A third concern is the use of cell-level linear models rather than robust pseudobulk models. Single-cell observations are not fully independent biological replicates: many cells come from the same animals and tissues. The authors state that biological replicate numbers were insufficient for robust pseudobulk aggregation, but this means some statistical confidence may be overstated. Cell-level models can inflate significance if animal-level variation is not adequately represented.

A fourth issue is the interpretation of “number of detected genes.” Fewer detected genes could reflect genuine reduced transcriptome complexity, but it can also be influenced by RNA capture efficiency, cell size, RNA quality, sequencing depth, dissociation stress, or survival of fragile aged cells during tissue processing. The authors argue that older samples tended to have deeper ERCC sequencing, which helps, but this does not remove all technical concerns.

The proliferation-arrest comparison is interesting but should be treated cautiously. Proliferative status was inferred from gene expression, and then gene expression was tested against that inferred status. The authors acknowledge this lack of statistical independence. Therefore, the overlap with ageing may partly reflect shared marker-gene structure rather than a causal relationship between ageing and proliferation arrest.

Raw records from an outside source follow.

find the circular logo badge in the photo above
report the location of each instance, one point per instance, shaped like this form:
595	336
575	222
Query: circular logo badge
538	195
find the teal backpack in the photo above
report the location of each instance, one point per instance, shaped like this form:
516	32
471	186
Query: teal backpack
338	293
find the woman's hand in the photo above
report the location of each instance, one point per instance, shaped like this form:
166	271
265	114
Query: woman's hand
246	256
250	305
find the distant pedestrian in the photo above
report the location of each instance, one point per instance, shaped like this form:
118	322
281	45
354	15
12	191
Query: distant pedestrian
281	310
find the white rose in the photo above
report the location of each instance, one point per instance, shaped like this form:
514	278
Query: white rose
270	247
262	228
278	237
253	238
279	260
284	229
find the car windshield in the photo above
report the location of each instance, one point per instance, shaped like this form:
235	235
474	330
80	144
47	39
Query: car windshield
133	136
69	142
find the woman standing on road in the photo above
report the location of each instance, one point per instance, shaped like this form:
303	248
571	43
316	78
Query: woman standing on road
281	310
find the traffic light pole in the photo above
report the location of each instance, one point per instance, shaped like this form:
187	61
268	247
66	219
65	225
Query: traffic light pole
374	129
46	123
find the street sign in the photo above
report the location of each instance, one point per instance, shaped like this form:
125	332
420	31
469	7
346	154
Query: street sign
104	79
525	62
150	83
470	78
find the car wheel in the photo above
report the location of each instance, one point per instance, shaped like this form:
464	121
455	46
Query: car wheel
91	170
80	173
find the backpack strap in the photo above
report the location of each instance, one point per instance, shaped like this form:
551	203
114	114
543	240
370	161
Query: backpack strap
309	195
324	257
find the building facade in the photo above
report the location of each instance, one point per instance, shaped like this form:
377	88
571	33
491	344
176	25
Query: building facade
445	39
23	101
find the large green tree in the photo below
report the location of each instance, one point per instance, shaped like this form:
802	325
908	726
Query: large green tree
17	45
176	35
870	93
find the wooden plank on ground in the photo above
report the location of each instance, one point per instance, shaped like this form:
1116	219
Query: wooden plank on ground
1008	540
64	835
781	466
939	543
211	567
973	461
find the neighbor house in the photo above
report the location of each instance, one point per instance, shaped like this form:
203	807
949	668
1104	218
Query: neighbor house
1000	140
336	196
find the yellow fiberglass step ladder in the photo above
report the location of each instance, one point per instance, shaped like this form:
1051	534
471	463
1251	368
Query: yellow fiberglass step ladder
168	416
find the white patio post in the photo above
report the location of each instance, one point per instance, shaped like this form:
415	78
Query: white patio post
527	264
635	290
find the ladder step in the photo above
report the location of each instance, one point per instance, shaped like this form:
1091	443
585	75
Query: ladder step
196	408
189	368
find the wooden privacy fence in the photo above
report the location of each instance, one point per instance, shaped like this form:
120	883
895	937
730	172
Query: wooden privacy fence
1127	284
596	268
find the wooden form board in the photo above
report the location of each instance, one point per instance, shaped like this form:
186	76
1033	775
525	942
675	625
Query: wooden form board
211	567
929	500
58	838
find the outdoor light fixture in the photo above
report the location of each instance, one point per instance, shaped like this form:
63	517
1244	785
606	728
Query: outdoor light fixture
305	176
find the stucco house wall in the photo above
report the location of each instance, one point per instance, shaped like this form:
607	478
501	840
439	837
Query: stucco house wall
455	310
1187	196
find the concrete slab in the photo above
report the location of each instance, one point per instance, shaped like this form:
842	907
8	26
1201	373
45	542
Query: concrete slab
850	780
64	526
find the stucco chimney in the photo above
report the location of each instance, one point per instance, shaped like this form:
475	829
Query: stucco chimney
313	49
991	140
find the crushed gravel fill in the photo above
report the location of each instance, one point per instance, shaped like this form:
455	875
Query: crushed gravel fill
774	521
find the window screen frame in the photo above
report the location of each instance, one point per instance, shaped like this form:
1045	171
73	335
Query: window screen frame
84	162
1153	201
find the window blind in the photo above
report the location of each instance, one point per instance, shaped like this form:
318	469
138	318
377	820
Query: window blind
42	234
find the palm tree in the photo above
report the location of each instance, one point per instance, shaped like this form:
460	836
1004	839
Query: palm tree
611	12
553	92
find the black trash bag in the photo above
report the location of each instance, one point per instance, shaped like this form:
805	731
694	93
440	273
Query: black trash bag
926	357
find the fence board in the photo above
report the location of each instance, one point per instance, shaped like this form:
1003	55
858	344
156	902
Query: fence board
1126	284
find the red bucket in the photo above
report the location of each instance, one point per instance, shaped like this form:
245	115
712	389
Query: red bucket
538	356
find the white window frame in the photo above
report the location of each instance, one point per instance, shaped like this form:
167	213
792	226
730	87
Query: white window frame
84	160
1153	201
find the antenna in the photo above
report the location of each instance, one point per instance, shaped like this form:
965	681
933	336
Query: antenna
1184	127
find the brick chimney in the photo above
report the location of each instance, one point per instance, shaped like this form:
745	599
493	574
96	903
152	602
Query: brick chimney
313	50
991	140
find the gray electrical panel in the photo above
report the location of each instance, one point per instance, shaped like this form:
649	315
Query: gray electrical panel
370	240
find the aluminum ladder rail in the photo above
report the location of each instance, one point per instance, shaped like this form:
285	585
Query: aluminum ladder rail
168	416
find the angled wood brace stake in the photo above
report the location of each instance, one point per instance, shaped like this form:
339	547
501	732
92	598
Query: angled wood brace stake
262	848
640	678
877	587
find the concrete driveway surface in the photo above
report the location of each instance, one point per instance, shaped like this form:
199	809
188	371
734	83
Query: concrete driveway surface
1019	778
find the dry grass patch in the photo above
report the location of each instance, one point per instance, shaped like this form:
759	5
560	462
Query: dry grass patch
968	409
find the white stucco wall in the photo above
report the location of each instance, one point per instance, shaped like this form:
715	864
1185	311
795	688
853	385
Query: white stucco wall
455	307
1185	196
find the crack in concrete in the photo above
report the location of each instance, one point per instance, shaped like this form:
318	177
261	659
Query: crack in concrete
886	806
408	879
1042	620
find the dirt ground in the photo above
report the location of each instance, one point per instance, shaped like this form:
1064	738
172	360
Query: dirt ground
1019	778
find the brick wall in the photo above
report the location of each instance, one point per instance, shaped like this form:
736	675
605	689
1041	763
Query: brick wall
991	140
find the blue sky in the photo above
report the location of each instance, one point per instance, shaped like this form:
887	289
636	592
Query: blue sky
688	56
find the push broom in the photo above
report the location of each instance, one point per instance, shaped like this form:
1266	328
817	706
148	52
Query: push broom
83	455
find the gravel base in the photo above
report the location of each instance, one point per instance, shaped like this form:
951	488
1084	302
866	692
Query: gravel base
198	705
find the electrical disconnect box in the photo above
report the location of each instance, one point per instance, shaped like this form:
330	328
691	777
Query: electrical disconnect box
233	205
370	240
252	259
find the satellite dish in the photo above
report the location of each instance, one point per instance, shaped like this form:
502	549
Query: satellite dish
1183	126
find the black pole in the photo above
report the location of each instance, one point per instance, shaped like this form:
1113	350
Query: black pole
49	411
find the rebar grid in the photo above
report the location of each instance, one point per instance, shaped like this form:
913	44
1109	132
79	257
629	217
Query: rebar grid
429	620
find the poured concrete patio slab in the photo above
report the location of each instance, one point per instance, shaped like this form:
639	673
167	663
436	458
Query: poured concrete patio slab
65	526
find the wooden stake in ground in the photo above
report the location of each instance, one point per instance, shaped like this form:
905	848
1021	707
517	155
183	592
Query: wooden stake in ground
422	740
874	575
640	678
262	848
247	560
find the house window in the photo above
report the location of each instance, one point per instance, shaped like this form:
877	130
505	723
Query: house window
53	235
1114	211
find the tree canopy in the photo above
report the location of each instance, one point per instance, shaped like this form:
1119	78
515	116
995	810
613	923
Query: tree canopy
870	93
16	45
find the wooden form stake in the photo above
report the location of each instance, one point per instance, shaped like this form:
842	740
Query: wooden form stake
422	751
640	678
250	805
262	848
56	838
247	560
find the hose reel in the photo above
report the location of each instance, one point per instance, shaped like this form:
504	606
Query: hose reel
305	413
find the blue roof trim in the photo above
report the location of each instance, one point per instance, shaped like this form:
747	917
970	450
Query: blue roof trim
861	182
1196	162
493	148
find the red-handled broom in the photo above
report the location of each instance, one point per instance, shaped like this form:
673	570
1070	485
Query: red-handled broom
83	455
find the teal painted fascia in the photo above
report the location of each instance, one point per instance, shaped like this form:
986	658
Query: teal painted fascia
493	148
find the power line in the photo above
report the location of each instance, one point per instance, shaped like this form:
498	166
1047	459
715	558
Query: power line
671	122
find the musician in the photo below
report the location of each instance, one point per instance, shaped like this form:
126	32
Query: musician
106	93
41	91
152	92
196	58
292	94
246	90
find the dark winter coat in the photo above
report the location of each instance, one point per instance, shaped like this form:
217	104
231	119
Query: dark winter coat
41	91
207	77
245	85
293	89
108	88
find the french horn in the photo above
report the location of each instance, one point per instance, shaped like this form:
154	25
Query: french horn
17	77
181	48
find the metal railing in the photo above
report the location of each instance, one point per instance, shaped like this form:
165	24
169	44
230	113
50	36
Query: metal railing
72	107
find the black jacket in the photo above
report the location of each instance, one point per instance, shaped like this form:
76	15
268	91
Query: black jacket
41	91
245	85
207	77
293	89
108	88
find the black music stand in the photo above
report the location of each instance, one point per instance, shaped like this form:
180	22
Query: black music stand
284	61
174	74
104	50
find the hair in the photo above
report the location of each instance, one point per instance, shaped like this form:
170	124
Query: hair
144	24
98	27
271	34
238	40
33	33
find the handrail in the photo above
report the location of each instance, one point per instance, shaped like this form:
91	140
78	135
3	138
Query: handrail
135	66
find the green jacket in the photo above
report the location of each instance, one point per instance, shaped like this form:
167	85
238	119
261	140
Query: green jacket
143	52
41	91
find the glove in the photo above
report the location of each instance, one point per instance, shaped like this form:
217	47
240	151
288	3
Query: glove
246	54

The transcription factor enrichment results are also hypothesis-generating rather than mechanistic. Factors such as TAF1, YY1, MYC, E2F, and CREB1 are broad regulators with large regulons, so enrichment does not prove they drive the ageing effect. Direct evidence would require perturbation, chromatin profiling, nascent transcription assays, or measurements of RNA polymerase activity.

Overall assessment

This is a useful and potentially important re-analysis. Its strongest contribution is showing that ageing transcriptomics should not be interpreted purely through relative expression changes. The paper makes a credible case that many non-immune cell types undergo a broad reduction in mRNA abundance and gene-expression breadth with age, while immune cells show a more activated/inflammatory transcriptional pattern.

The conclusions are plausible, but not yet definitive. The paper should be read as a strong computational and methodological hypothesis paper, not as final proof of universal ageing-related hypotranscription. The key next step would be validation using independent, sex-balanced, age-resolved datasets with absolute RNA quantification, ideally combined with nascent RNA labelling, total RNA per cell measurements, chromatin accessibility, histone modification data, and protein synthesis assays.